Mauvais genre de Chloé Cruchodet

Par Sylvie

BD

Cette BD est le grand succès de l'année 2013. Elle vient d'obtenir le Prix du Public à Angoulême; avant, elle avait obtenu le Prix Landerneau et le Prix Coup de Coeur de Quai des Bulles à St-Malo.

Magnifique réalisation formelle et un scénaro très original et d'actualité : le genre sexuel...

Chloé Cruchaudet s'inspire d'une histoire véridique de la Première Guerre Mondiale et d'une livre d'historiens  La garçonne et l'assassin pour raconter la vie de Paul et Louise, un couple d'ouvriers dans le Paris des années 20. Paul est engagé dans la guerre des tranchées. Se blessant volontairement à la main pour échapper à la boucherie, il va se travestir en femme pour éviter la conscription. Il devient alors Suzanne. Ce qui est au début un jeu devient alors au fur et à mesure une nouvelle identité. Au moment du "retour à la normale", de l'amnistie pour les déserteurs, sa double identité devient un problème dans sa vie privée. Il se prostitue bientôt au bois de Boulogne et il en devient l'égérie....
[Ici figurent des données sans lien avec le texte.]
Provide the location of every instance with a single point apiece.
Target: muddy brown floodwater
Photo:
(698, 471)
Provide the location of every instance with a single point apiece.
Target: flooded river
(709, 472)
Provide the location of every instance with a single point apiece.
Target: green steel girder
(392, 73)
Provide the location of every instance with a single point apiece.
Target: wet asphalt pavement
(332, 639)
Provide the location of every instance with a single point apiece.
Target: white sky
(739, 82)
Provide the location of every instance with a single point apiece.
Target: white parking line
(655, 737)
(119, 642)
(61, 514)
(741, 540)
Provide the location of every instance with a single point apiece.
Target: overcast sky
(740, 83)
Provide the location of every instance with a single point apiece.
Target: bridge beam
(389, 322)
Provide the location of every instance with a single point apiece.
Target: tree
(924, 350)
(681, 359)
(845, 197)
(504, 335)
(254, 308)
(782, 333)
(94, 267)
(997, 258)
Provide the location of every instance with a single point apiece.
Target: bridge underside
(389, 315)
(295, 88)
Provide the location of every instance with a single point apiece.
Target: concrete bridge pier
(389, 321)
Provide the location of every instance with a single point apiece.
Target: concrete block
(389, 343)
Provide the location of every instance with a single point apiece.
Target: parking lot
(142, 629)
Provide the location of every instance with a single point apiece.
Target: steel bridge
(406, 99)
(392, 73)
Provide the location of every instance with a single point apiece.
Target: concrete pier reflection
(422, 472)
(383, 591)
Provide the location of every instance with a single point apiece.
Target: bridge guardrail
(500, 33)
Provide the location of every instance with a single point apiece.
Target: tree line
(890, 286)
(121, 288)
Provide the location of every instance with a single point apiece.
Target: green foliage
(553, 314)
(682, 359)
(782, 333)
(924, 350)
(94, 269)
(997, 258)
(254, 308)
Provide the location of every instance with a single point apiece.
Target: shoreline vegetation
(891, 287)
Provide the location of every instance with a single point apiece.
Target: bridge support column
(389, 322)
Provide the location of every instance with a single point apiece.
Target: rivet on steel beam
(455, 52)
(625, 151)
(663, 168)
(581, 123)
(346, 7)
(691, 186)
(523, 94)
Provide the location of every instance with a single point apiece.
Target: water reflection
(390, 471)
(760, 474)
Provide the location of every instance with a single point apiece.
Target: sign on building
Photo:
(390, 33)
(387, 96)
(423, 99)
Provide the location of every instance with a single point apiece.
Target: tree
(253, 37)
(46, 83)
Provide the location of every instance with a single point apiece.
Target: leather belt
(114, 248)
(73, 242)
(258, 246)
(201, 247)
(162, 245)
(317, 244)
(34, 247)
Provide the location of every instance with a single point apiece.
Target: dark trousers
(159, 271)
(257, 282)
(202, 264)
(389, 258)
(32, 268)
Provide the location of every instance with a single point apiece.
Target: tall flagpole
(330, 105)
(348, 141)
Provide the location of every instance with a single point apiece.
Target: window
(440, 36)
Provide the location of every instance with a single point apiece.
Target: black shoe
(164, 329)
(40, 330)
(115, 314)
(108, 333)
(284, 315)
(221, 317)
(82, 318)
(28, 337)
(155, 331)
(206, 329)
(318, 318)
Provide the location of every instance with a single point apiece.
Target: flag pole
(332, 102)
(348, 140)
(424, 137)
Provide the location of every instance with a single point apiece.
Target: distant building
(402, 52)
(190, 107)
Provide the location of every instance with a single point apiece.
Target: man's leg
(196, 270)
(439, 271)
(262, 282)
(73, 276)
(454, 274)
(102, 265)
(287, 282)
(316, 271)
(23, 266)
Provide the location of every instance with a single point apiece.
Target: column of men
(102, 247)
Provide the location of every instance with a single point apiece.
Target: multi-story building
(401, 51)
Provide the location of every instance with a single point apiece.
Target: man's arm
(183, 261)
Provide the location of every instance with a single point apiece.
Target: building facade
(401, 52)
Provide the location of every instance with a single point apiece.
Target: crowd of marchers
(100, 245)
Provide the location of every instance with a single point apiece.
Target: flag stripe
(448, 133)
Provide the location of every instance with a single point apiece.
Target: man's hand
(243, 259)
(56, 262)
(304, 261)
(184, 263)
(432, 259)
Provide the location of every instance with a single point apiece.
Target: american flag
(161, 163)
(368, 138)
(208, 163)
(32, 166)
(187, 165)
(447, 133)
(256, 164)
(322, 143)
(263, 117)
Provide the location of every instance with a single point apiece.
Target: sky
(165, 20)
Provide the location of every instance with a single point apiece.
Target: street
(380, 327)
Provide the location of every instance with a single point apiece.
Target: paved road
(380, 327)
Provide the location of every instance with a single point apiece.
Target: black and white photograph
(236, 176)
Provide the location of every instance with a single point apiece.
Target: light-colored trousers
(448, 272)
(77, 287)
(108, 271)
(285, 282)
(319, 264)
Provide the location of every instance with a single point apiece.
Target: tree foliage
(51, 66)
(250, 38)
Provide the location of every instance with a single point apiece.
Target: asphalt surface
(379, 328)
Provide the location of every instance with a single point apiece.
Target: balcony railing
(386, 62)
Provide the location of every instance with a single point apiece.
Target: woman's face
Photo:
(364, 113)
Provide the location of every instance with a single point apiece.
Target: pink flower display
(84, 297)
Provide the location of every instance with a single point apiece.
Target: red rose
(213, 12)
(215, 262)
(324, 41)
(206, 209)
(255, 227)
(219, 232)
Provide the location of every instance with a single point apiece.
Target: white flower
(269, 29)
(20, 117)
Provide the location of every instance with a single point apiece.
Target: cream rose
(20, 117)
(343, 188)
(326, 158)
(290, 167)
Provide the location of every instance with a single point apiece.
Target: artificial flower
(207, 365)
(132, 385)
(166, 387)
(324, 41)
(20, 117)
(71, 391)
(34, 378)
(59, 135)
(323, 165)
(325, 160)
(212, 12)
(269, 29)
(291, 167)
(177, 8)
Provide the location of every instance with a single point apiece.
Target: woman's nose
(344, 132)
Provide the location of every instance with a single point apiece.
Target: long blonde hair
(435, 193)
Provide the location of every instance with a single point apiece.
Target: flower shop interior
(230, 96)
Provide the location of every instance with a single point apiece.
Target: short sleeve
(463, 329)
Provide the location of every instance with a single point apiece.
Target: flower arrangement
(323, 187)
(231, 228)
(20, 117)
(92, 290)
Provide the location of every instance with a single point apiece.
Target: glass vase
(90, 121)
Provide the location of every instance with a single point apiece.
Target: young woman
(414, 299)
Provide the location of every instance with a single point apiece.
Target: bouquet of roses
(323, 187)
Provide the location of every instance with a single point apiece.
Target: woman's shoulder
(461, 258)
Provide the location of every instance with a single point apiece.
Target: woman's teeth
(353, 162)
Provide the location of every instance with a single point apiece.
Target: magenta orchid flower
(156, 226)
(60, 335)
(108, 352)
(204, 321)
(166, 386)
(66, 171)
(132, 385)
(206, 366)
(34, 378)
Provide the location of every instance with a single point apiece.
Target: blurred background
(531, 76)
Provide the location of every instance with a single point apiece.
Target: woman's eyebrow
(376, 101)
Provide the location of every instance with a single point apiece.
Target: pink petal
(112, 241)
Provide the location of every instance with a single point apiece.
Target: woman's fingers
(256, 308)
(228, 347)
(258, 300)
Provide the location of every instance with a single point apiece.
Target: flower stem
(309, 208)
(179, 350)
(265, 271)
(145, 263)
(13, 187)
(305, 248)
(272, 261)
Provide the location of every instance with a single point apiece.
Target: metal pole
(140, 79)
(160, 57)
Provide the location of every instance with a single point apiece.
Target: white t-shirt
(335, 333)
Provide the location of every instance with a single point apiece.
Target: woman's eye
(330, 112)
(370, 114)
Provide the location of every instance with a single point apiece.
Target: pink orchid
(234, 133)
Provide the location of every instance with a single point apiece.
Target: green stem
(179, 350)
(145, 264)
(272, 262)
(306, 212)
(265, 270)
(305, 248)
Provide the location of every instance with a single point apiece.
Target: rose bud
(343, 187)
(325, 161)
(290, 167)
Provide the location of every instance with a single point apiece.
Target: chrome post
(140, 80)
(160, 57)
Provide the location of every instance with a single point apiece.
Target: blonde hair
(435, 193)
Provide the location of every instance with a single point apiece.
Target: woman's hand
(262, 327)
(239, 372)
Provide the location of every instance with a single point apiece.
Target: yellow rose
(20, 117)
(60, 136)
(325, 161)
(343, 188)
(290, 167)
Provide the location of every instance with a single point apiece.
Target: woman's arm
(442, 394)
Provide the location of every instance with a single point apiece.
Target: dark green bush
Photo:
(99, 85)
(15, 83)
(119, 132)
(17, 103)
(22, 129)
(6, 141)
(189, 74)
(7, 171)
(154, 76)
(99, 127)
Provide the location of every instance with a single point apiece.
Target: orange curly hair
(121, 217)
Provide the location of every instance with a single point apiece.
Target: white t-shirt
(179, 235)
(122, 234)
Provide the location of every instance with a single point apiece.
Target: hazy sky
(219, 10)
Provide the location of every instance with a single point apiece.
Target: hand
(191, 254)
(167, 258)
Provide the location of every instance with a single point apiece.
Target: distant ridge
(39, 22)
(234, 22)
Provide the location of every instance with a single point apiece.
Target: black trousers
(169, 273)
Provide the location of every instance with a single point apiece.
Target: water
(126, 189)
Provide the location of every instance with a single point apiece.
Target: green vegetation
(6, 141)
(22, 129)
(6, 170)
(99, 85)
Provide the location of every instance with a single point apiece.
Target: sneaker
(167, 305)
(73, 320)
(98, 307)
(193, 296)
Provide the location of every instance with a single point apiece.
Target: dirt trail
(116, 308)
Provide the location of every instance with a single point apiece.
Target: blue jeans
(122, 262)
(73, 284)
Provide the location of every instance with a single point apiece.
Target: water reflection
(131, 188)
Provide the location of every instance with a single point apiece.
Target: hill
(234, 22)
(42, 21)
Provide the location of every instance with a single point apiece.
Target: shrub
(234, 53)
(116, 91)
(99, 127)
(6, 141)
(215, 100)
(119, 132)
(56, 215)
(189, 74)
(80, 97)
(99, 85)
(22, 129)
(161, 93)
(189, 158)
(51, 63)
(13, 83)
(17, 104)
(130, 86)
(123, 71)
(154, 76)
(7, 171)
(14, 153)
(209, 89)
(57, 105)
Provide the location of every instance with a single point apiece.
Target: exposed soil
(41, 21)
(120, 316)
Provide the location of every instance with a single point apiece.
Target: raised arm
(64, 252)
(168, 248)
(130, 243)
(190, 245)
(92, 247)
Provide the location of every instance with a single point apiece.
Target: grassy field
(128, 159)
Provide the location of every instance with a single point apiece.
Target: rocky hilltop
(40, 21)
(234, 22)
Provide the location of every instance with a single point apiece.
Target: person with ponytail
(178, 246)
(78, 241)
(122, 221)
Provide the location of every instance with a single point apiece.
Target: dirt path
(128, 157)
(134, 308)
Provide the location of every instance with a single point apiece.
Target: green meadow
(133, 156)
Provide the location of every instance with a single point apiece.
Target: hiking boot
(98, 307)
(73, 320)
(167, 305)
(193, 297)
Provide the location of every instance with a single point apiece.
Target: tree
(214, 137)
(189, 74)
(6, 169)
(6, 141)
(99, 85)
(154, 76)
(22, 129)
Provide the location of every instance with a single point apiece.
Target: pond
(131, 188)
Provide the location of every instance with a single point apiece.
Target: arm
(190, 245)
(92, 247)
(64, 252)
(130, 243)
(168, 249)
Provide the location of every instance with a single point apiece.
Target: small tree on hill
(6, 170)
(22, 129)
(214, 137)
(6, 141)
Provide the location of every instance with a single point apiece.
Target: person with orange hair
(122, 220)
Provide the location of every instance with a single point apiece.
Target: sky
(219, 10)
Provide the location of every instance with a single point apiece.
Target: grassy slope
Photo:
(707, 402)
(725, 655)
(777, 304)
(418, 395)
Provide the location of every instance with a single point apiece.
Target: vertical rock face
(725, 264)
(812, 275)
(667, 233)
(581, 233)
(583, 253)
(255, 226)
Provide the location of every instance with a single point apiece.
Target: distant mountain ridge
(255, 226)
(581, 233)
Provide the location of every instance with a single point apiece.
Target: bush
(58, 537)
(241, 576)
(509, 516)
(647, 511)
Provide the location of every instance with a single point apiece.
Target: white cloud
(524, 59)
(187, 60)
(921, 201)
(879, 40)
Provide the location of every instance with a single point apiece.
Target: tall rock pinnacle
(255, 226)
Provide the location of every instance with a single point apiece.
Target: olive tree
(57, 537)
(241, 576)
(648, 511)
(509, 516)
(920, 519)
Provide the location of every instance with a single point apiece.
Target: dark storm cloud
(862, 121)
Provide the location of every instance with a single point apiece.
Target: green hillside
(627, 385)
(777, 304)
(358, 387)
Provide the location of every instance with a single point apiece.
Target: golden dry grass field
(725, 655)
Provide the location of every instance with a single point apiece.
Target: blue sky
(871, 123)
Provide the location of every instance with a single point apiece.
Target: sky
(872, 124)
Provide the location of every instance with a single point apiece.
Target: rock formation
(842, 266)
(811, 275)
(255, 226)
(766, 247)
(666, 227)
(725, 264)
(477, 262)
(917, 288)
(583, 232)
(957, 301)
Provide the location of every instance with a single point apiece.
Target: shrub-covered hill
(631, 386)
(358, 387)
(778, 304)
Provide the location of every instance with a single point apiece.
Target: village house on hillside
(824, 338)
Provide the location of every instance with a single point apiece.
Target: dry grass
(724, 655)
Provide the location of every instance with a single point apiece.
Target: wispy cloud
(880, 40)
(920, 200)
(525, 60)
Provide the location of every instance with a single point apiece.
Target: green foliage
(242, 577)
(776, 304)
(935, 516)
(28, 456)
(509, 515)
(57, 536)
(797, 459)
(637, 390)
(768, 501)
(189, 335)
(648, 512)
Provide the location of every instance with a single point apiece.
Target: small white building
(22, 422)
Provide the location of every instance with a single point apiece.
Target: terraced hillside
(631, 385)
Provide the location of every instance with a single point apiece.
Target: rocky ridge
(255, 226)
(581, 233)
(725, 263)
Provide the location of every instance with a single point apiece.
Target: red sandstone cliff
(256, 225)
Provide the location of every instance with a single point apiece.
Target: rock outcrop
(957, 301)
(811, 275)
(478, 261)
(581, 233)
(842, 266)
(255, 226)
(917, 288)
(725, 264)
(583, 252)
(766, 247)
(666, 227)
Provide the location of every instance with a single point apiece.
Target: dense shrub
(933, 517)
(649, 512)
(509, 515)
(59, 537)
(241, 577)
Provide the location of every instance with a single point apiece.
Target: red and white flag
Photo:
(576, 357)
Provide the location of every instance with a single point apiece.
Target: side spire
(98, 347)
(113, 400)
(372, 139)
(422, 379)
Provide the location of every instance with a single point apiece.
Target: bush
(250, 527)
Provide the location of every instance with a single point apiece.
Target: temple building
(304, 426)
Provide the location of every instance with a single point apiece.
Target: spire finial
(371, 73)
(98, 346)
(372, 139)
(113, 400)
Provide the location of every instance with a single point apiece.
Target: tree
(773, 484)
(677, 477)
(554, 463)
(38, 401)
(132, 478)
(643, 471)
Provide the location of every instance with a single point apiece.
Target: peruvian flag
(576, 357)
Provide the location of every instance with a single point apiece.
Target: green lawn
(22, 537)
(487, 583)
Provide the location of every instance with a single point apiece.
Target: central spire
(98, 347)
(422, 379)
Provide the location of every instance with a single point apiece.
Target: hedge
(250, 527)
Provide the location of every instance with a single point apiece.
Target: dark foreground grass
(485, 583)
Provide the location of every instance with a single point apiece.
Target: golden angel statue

Louise, sa femme qui l'initie au début à la féminité, devient de plus en plus jalouse.

Les rebondissements sont nombreux, la fin est complètement inattendue. Une vraie réussite dans le scénario !

Un magnifique témoignage sur la vie quotidienne à cette époque, une redécouverte d'un vie complètement oubliée (Paul a été championne de France de parachute !) et une belle réflexion sur l'identité sexuelle.

Paul était-il bisexuel à l'origine ? est-ce le fait se s'habiller en femme qui lui rélève une autre identité possible ? Chloé Cruchodet se garde bien de trancher....

Esthétiquement, cet album est un chef d'oeuvre. Noir, blanc, rouge. Telles sont les trois couleurs utilisées. Les touches de rouge apparaissent au fur et à mesure ; c'est une robe, une écharpe, un tube de rouge à lèvres...les symboles de la féminité. Mais aussi de la passion, du drame, du sang. L'auteur colle au plus près de ses personnages et conçoit sa page comme une succession de belles esquisses de portraits, comme des pastels.

Tour à tour dramatique et badin, cet opus, à coup sûr, ne vous laissera pas indifférent.